Yahoo search engine bug gsa ser? anyone else experienced this...

Hi, whenever I use scrapebox with yahoo engine selected it finds massive amounts of url's, really good ones too (after loading them up in GSA PI it's very accurate with footprints provided from GSA SER footprint studio) 
But, whenever I de-select all search engines in gsa ser project except for Yahoo. 
i only get "may be blocked by search engine, and displaying proxy" or something like that?

But the thing is, I use these same proxies for Scrapebox, so  I know it's a GSA SER error... but what is the error? user-agent? i never seen options in gsa ser for user-agents, but this is the first thing that came to mind.. anyone knows if you can edit user-agents in GSA SER?


  • SvenSven
    Indeed yahoo is a problem.

    They seem to only allow access to it if you have agreed to there terms on an extra webpage that is shown when a special cookie is not set. Unfortunately, this coolie value is not something I can simply set.

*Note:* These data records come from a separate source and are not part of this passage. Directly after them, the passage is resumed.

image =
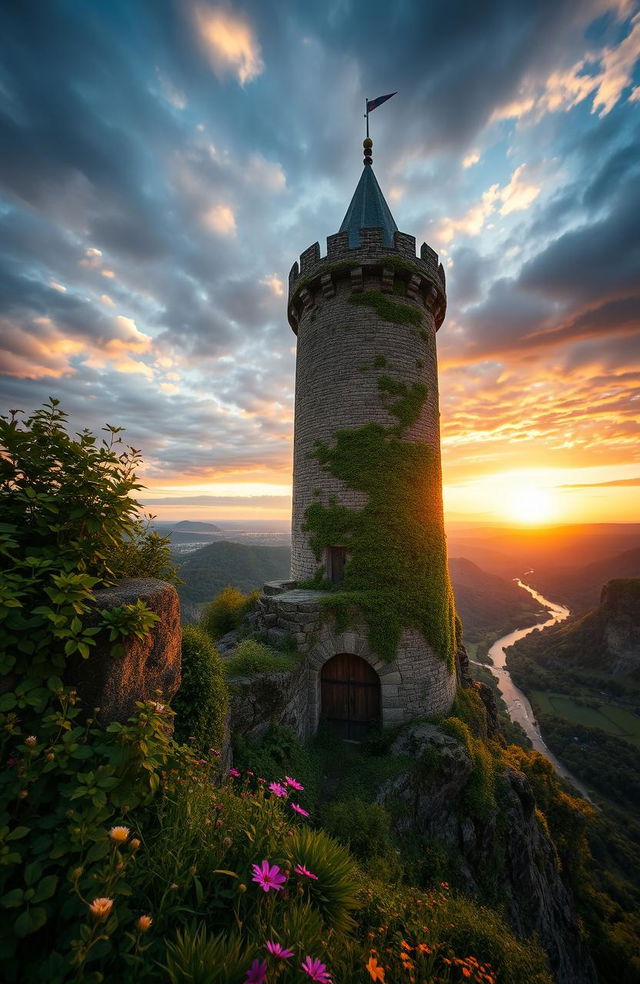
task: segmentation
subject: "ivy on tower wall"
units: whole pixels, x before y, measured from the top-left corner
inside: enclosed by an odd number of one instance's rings
[[[334,498],[313,502],[304,529],[318,561],[326,547],[347,548],[343,590],[328,594],[327,605],[343,621],[345,611],[356,606],[376,653],[392,660],[403,631],[415,628],[452,667],[455,605],[439,506],[439,455],[424,443],[403,439],[420,415],[427,387],[388,375],[377,382],[397,423],[339,430],[333,446],[318,442],[315,449],[322,467],[367,493],[368,502],[360,510]]]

    I don't know how scrapebox is parsing yahoo, but I use the normal webpage that you would use in browser.
  • No problem @sven you already did so much to automate many things, for the people who have this issue all i can say is just let scrapebox do the scraping in a folder and set GSA SER to monitor that folder... problem solved, move along :-) 
  • SvenSven
    Though it would be nice to know how others parse yahoo these days...maybe someone can get details, maybe with http debugger running and sniffing?